Dad began to gather a little bit of trash and some twigs to add to the barrel where the grass burrs were being collected. From time-to-time he would burn all the refuse, and I would ‘help’ by going around the yard and picking up other miscellaneous items as he tended the fire.

When I realized where this process was going, I swung my leg over the platform onto the first rung and started down. A fire was the final incentive.

He seemed to hardly notice that I had climbed down the windmill. He just went about getting the fire started in the barrel. I started picking up random twigs, and an old brown paper sack that had blown into the yard.

Wordlessly, I walked up to heave the items into the fire. I waited for his go ahead as usual. Fire safety was an important lesson I had learned.

“Toss it in from over there,” he said, gesturing toward the north side of the barrel so that I would be up wind of the flames.

As I was doing this, he stepped over to the ladder that ran up the entire length of the windmill. He reached up, and with his hand struck the inside of the 1″x12″ that served as a rung. Off it came. He followed suit until all the steps on the ladder were gone up to the top of his head.

He took the pieces of wood that had served as rungs and stacked them together. He had dismantled the low end of the ladder discreetly but quickly. And tending to the fire was consuming my attention.
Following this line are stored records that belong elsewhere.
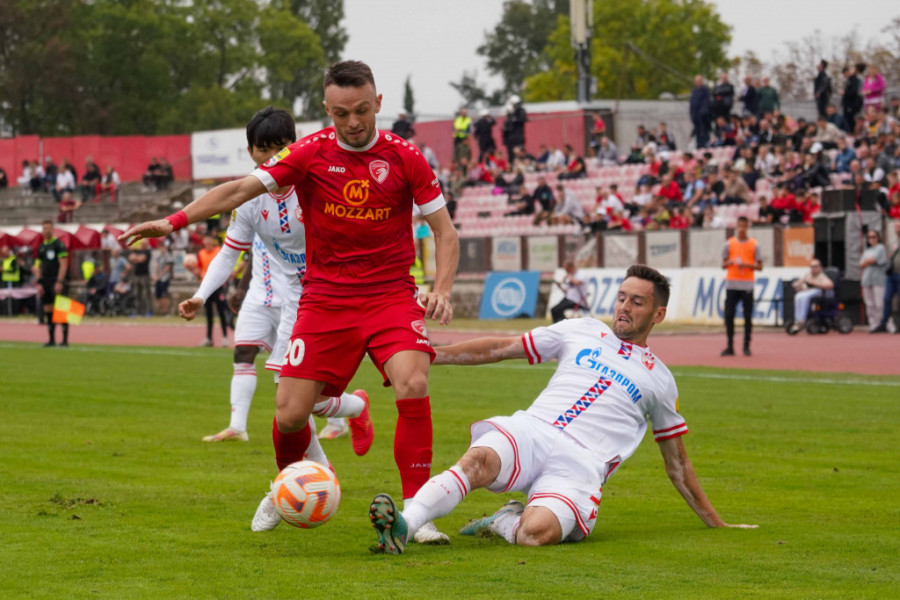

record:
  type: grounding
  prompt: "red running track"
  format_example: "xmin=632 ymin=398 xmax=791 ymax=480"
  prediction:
xmin=0 ymin=319 xmax=900 ymax=375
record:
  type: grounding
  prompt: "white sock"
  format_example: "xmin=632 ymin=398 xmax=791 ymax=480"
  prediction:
xmin=403 ymin=465 xmax=470 ymax=535
xmin=228 ymin=363 xmax=256 ymax=431
xmin=313 ymin=393 xmax=366 ymax=418
xmin=491 ymin=512 xmax=522 ymax=544
xmin=306 ymin=417 xmax=328 ymax=467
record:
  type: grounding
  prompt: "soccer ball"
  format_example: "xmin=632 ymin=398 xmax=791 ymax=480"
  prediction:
xmin=272 ymin=460 xmax=341 ymax=529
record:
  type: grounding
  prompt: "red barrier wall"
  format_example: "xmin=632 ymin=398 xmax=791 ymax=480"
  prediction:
xmin=0 ymin=135 xmax=191 ymax=187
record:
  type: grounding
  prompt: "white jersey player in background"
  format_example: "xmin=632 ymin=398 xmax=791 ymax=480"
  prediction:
xmin=178 ymin=107 xmax=374 ymax=474
xmin=369 ymin=265 xmax=755 ymax=554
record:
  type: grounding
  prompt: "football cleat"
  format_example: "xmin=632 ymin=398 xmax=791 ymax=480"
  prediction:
xmin=317 ymin=421 xmax=350 ymax=440
xmin=369 ymin=494 xmax=408 ymax=554
xmin=459 ymin=500 xmax=525 ymax=536
xmin=346 ymin=390 xmax=375 ymax=456
xmin=250 ymin=492 xmax=281 ymax=531
xmin=203 ymin=427 xmax=250 ymax=442
xmin=413 ymin=521 xmax=450 ymax=546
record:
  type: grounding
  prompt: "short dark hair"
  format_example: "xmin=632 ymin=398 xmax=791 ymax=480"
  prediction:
xmin=625 ymin=265 xmax=670 ymax=306
xmin=247 ymin=105 xmax=297 ymax=150
xmin=325 ymin=60 xmax=375 ymax=88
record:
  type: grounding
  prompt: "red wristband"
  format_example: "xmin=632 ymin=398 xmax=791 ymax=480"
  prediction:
xmin=166 ymin=210 xmax=188 ymax=231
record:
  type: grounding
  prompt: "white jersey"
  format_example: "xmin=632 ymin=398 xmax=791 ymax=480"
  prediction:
xmin=522 ymin=318 xmax=688 ymax=481
xmin=225 ymin=186 xmax=306 ymax=298
xmin=241 ymin=235 xmax=290 ymax=311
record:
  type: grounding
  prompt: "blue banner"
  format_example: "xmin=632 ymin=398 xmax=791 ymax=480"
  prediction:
xmin=478 ymin=271 xmax=541 ymax=319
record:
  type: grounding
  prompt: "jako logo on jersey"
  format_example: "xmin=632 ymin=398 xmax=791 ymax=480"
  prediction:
xmin=263 ymin=148 xmax=291 ymax=167
xmin=410 ymin=320 xmax=428 ymax=336
xmin=369 ymin=160 xmax=391 ymax=183
xmin=344 ymin=179 xmax=369 ymax=206
xmin=285 ymin=338 xmax=306 ymax=367
xmin=575 ymin=346 xmax=603 ymax=370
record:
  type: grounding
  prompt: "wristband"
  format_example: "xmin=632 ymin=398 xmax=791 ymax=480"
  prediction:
xmin=166 ymin=210 xmax=188 ymax=233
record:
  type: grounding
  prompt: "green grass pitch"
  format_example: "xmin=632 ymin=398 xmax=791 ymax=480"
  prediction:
xmin=0 ymin=343 xmax=900 ymax=600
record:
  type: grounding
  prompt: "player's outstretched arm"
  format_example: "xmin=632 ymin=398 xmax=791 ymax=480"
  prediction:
xmin=119 ymin=175 xmax=266 ymax=246
xmin=423 ymin=207 xmax=459 ymax=325
xmin=659 ymin=436 xmax=757 ymax=529
xmin=434 ymin=337 xmax=526 ymax=365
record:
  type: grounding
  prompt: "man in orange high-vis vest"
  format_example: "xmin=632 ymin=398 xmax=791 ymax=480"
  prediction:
xmin=722 ymin=217 xmax=762 ymax=356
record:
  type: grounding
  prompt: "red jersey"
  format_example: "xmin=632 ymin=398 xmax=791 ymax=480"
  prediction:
xmin=252 ymin=127 xmax=445 ymax=296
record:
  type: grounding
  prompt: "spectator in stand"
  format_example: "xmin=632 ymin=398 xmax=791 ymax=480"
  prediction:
xmin=155 ymin=157 xmax=175 ymax=190
xmin=756 ymin=77 xmax=781 ymax=119
xmin=143 ymin=156 xmax=159 ymax=191
xmin=79 ymin=156 xmax=103 ymax=202
xmin=128 ymin=240 xmax=153 ymax=317
xmin=862 ymin=65 xmax=885 ymax=112
xmin=813 ymin=60 xmax=832 ymax=117
xmin=859 ymin=229 xmax=890 ymax=333
xmin=391 ymin=111 xmax=416 ymax=140
xmin=56 ymin=191 xmax=81 ymax=223
xmin=550 ymin=184 xmax=584 ymax=225
xmin=597 ymin=135 xmax=619 ymax=167
xmin=474 ymin=108 xmax=496 ymax=162
xmin=558 ymin=144 xmax=587 ymax=179
xmin=656 ymin=122 xmax=677 ymax=152
xmin=712 ymin=71 xmax=734 ymax=119
xmin=41 ymin=156 xmax=59 ymax=193
xmin=503 ymin=96 xmax=528 ymax=162
xmin=721 ymin=168 xmax=750 ymax=204
xmin=153 ymin=240 xmax=175 ymax=315
xmin=690 ymin=75 xmax=712 ymax=148
xmin=656 ymin=173 xmax=684 ymax=208
xmin=94 ymin=165 xmax=122 ymax=202
xmin=740 ymin=75 xmax=759 ymax=116
xmin=841 ymin=65 xmax=865 ymax=133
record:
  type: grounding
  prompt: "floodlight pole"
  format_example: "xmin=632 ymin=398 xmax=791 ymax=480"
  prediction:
xmin=569 ymin=0 xmax=594 ymax=104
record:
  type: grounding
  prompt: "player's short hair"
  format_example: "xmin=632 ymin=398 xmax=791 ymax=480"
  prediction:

“We’ll let that fire die down. I just wanted those grass burrs to get burned up,” he said, gesturing toward the fire. “Let’s get a hammer and get these nails out of these boards. This is good wood. We can use it for something else.”

When we were finished, the wood was stacked neatly inside the shed. The nails we had removed were separated into two small piles. One pile contained the handful of nails that were straight enough or could be straightened for reuse. The others were set aside to be discarded altogether.